No modern day director has as many accomplishments as Martin Scorsese. Although he has just recently won his first Oscar for The Departed (2006) he has had a wide array of accomplishments beginning with Mean Streets (1973). Although he directed several films prior to this one it was Mean Streets that left its mark on audiences. Among his most endearing films are Taxi Driver (1976), Raging Bull (1980), The Color of Money (1986), The Last Temptation of Christ (1988), and Alice Doesn't Live Here Anymore (1974), just to name a few of his earlier films.

Scorsese was born in 1942 in Queens, New York who had aspirations to go into seminary school before enrolling at New York University where he graduated with a film major.

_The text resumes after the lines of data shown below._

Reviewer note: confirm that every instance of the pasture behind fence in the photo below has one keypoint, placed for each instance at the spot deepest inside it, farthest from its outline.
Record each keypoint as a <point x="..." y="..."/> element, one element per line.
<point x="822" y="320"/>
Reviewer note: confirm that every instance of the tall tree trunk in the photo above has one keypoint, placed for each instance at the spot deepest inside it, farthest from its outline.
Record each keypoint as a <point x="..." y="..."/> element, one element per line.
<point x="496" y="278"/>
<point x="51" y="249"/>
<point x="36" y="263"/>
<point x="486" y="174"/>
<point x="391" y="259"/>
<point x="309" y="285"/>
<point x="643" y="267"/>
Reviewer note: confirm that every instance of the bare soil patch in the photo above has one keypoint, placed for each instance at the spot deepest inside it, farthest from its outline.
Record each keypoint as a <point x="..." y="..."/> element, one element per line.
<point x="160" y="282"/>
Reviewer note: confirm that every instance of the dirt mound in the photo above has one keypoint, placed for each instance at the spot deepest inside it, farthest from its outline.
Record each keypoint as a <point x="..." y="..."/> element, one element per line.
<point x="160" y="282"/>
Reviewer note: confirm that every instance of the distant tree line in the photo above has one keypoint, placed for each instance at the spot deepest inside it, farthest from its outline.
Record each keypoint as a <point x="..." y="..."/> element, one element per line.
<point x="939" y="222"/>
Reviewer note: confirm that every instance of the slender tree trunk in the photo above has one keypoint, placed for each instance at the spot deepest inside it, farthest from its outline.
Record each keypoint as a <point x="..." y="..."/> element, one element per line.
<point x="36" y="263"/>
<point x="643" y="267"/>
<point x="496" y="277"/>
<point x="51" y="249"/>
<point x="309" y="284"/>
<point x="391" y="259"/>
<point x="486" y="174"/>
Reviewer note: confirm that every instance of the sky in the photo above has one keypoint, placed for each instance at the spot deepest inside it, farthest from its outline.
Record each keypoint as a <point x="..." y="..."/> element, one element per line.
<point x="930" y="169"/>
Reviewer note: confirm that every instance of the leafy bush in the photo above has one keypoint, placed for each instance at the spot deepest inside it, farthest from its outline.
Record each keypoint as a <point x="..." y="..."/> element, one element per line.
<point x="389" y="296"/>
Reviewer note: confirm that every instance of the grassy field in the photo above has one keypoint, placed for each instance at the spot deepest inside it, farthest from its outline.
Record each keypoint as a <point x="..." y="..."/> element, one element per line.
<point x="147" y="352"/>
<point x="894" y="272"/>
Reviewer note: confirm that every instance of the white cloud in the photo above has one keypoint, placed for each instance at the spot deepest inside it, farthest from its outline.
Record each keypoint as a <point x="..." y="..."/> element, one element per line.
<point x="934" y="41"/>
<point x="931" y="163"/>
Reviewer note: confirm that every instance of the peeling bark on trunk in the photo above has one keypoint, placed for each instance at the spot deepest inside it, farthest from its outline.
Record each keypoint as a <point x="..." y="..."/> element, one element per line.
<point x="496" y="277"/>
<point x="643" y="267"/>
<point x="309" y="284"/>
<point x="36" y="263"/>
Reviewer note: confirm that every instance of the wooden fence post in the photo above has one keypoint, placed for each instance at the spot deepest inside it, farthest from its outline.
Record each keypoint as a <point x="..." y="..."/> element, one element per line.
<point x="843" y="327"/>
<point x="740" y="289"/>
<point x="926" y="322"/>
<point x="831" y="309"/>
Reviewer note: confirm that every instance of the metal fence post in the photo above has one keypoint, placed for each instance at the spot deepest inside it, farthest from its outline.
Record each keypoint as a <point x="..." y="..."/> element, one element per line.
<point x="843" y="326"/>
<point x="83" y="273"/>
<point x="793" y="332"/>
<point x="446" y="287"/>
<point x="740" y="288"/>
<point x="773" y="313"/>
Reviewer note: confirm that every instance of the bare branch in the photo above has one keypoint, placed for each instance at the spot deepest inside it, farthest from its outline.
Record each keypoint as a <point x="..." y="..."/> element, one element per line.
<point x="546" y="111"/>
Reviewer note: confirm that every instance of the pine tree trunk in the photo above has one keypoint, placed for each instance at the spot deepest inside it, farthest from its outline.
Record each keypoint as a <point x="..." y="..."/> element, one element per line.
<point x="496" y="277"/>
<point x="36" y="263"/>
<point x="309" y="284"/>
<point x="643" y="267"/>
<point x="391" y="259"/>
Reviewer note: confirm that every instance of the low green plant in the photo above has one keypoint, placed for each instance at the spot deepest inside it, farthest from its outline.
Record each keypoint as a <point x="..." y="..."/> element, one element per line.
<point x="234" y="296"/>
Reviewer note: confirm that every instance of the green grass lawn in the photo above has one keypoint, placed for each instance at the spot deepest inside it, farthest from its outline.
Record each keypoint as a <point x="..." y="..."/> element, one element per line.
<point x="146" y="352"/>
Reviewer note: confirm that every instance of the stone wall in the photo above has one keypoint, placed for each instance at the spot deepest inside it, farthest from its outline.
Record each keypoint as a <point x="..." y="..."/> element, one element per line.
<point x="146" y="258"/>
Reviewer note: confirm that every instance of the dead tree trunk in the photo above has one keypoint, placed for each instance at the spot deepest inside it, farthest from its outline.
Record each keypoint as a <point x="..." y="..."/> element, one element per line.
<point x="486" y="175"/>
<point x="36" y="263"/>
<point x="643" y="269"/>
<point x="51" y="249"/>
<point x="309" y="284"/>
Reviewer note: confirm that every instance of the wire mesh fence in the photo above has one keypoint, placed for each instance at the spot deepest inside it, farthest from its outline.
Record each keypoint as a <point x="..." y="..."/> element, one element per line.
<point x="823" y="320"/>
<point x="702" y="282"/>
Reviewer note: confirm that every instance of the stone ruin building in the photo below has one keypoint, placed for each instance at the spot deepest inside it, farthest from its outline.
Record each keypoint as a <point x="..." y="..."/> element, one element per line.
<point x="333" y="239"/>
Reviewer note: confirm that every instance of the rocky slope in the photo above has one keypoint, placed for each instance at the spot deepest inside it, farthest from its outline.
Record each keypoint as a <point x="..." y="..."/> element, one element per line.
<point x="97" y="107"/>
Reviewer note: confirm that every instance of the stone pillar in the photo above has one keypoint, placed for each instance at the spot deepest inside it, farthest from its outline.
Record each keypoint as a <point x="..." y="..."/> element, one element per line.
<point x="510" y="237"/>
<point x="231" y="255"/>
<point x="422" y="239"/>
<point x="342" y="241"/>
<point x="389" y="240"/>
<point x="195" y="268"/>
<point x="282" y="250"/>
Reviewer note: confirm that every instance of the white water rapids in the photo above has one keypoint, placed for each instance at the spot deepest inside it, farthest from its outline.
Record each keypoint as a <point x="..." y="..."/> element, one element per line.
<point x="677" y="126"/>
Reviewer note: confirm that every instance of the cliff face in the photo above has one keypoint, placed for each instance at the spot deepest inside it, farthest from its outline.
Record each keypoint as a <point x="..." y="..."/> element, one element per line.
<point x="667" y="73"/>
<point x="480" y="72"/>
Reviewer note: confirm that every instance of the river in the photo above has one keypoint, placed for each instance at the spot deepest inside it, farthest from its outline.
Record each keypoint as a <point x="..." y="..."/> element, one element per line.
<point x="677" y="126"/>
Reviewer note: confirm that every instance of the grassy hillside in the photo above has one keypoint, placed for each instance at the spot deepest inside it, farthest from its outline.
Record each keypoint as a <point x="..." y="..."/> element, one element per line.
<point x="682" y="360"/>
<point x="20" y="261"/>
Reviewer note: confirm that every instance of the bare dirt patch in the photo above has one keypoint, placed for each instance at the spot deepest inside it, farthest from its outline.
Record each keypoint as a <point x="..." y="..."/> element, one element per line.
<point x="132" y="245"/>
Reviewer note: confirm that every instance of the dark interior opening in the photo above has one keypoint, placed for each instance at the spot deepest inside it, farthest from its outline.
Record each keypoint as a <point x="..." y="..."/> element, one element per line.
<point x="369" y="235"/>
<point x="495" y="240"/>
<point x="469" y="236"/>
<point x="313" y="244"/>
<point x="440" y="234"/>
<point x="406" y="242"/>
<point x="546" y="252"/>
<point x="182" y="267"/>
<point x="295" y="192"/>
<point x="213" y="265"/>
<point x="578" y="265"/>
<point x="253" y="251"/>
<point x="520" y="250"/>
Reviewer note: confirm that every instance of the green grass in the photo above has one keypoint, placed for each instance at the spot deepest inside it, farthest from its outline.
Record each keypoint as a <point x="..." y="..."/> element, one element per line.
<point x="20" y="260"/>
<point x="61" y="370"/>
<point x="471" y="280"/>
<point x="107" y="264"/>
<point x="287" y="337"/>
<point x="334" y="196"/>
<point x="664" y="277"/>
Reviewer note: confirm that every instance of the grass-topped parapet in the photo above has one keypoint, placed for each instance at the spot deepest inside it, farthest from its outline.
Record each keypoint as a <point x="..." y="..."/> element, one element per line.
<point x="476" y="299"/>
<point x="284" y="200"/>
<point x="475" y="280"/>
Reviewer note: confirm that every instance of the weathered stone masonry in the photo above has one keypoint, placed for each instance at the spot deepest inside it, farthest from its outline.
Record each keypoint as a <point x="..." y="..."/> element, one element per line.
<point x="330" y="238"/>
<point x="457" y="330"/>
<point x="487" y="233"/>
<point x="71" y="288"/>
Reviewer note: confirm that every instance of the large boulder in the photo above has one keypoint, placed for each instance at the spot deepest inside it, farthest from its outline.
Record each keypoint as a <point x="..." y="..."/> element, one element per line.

In film school he directed several short films that eventually caught the eye of maverick filmmaker Roger Corman who would help produce his first feature Boxcar Bertha (1972), which would soon be followed by Mean Streets. It is in these early films that Scorsese's signature style of complex stories with loners with inner demons that showcase unrelenting violence. This can be seen in New York Stories (1989), Good Fellas (1990), and especially in Gangs Of New York (2002) and The Departed.

Not one to bark away from controversy especially when it comes to The Last Temptation of Christ or Kundun (1997), Scorsese has also done his share of remakes with Cape Fear (1991) and The Age of Innocence (1993) and the resent The Departed, which is a loose American remake to the Asian Infernal Affairs trilogy. He is also no stranger to the documentary format having directed The Last Walz (1978), Lady By The Sea: The Statue of Liberty (2004), and No Direction Home: Bob Dylan (2005), to name but a few.